Da quel momento, Frances sprofonda in una solitudine sconcertata, che non si raccapezza, non può raccapezzarsi: dopotutto dovrebbe essere felice per la sua amica, le distanze tra loro dovrebbero essere naturali, spontanee, occorre che ciascuna abbia la propria esistenza, il proprio percorso. Dunque, perché quella sofferenza? Perché l’incapacità di accettare i successi, lo scarto, l’allontanamento dell’altra? «Ci siamo conosciute all’università. Eravamo la stessa persona», spiega. «Solo che io ho i capelli diversi». Privata della simbiosi con Sophie, Frances piomba improvvisamente in tutti i cunicoli, i tombini, le buche della vita metropolitana quando si è giovani e si hanno aspirazioni non comuni: divide l’affitto con due sconosciuti, «butta via» le giornate, non riesce a risparmiare, perde il posto nel corpo di ballo, parte per un paio di giorni a Parigi, da sola, per poi realizzare che non ha alcun senso, che ha soltanto sprecato un sacco di denaro. E di sottofondo, sempre, la continua nostalgia di Sophie, o forse di un “prima” vago, labile, non ben definito, che coincide con l’infanzia, con un tempo più semplice e autentico, dove poteva essere semplicemente se stessa.

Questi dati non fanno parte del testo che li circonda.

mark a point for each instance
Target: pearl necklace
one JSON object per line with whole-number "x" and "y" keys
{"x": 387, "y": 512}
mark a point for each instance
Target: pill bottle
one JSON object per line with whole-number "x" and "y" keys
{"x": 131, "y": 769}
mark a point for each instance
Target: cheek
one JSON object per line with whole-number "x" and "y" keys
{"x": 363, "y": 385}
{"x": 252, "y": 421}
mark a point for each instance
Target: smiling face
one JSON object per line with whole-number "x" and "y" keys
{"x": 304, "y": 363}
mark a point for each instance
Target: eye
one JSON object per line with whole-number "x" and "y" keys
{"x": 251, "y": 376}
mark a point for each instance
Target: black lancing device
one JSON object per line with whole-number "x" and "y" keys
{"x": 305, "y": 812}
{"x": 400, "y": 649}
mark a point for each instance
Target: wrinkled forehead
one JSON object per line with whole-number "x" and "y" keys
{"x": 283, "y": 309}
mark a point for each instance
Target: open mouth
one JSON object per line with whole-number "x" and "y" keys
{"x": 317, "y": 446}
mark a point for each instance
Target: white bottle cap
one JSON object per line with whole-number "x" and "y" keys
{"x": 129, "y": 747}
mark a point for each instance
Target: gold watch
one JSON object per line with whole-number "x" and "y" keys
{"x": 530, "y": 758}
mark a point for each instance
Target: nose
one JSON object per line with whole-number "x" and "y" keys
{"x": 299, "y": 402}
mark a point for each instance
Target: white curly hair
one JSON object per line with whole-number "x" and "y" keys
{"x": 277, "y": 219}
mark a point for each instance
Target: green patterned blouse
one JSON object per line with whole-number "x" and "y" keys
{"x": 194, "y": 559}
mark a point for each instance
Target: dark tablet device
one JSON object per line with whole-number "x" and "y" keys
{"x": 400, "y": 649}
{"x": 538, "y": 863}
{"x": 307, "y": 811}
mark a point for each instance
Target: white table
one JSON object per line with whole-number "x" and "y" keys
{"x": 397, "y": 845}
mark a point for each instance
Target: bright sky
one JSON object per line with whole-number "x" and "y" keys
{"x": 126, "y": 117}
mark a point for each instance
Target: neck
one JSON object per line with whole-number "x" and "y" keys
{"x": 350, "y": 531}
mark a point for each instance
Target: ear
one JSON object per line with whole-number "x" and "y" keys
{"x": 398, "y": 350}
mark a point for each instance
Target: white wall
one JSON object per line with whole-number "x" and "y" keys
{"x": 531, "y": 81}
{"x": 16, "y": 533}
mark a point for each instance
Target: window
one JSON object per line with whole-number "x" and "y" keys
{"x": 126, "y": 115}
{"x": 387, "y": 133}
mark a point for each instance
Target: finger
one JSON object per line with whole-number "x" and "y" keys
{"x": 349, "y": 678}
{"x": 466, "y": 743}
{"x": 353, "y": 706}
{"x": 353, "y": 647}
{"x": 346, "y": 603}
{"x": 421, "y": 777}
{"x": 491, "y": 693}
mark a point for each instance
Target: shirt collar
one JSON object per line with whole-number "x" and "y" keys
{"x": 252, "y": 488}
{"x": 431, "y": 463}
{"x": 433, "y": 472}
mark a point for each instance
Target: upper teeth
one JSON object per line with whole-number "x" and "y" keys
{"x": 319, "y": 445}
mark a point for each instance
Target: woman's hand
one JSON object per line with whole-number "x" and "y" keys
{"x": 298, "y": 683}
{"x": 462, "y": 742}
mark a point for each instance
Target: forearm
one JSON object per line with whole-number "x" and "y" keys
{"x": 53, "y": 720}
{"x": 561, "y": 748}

Quando Sophie litiga con quello che ormai è a tutti gli effetti suo marito, si rifugia da Frances, le dice che non è felice e che lo lascerà, fantasticano sulla possibilità idi tornare a vivere insieme, nello stesso appartamento, come prima, come una volta. Ma il mattino porta con sé il freddo raziocinio dell’età adulta, Sophie si risveglia, lascia un biglietto in cui scrive che era ubriaca e di telefonarle presto. Frances e Sophie sono descritte alla stregua di due persone che non stanno più insieme e in effetti è così: chi non ha sperimentato il lutto per la perdita di un amico, un lutto inesprimibile perché colpevole, dato che l’amicizia si basa sul presupposto fallace della non esclusività, del lasciare andare, del lasciare liberi?
E come accade quando una storia d’amore finisce, è la vita a livellare, aggiustare, appianare. Quel che è stato non torna più. Bisogna rassegnarsi a evolvere, a mutare, a tirare dritto. Anche se con una porzione di sé si resta bambini, intenti a produrre congetture, ipotesi, illazioni sul proprio futuro, esprimendole a voce alta a qualcuno a cui si vuole bene e che non si separa mai da noi: «Noi due conquisteremo il mondo. Tu diventerai un boss stronzo dell’editoria. E tu una famosa ballerina moderna e io pubblicherò un libro costosissimo su di te. Che quegli stronzi che prendiamo in giro metteranno sui loro tavolini. E avremo un appartamento per le vacanze a Parigi. E non avremo amanti. E nemmeno figli. E parleremo alle lauree onorarie».